Throughout the ‘80s and early ‘90s, Atlantic Starr was one of the most successful outfits in R&B. Little is known, however, of the group’s heady jazz and groove roots. Imagine the brassy ensemble funk of early Kool & The Gang or Earth, Wind & Fire on spirit-centric labels like Black Jazz or Strata-East, with vocals reflecting the freedom of mind and spirit in both lyric and timbre. This is the land from which platinum-selling Atlantic Starr came.
This is Newban.
Founders Albert “Duke” Jones Jr. and Porter Carroll Jr. were students in Greenburgh, New York, when they recruited a horde of classmates in forming Newban–named such because they were, after all, a “new band.”
John Shearer, a friend of Jones and photographer for Life magazine, was a neighbor of legendary audio engineer Malcolm Addey and arranged for Newban to record with Addey at the famed Bell Sound Recording Studios.
Newban and Newban 2 were released on Guinness Records in 1977. Guinness, however, was one of many labels during the late ‘70s that juked numbers and intentionally undersold and under-promoted albums for tax write-offs to keep parent imprints in the black.

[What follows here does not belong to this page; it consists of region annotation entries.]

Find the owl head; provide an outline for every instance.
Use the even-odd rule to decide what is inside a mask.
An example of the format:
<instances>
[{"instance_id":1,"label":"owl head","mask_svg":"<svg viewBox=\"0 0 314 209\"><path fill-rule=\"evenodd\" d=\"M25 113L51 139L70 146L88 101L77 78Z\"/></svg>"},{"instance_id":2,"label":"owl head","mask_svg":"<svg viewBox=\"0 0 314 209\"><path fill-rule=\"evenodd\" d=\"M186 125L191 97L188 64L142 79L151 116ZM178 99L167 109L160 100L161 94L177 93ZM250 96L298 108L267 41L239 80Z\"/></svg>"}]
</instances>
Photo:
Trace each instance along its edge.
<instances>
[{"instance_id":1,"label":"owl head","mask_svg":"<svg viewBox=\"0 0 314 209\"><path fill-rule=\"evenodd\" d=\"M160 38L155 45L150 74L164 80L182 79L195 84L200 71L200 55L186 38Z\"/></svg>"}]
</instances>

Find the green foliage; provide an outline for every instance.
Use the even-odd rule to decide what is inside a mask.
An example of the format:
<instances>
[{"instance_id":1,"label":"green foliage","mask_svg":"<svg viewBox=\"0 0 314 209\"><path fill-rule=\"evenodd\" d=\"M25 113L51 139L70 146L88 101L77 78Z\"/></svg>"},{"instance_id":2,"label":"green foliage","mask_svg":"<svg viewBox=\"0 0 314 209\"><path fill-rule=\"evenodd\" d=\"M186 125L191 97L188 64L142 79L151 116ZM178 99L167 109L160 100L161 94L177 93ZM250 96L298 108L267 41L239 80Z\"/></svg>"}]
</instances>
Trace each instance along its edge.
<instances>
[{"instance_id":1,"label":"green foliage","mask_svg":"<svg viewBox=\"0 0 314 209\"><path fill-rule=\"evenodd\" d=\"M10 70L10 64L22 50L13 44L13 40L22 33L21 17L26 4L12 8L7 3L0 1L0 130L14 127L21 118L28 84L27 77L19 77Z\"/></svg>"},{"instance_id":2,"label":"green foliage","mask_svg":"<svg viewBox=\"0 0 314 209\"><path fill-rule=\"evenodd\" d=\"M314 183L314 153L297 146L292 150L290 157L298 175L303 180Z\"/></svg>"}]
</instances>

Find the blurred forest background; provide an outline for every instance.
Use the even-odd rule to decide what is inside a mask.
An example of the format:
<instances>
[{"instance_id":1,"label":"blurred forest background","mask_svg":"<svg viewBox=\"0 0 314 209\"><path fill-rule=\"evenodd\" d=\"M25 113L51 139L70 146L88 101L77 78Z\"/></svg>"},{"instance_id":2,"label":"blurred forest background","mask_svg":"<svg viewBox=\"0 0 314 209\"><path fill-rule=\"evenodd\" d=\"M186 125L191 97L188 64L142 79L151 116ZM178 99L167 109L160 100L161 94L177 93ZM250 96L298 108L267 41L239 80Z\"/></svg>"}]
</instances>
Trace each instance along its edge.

Co-founder and drummer Carroll and the majority of the members landed a deal with A&M Records and became Atlantic Starr. The Newban masters, however, remained safe and secure in the closet of Addey’s home on Riverside Drive in Manhattan. “I just called him up and said, ‘Listen, we got some things we can do after all these years,’” Jones says. Addey was with it, and returned the tapes for a nominal charge – in pristine, digitally re-mastered condition.
Neither Jones nor Addey stopped believing in Newban, which is why he feels this BBE release could be the re-emergence of something lost some 35 years ago.
“It might really make some noise with someone behind it,” Jones says about the “new” Newban compilation. “We could get together tomorrow.”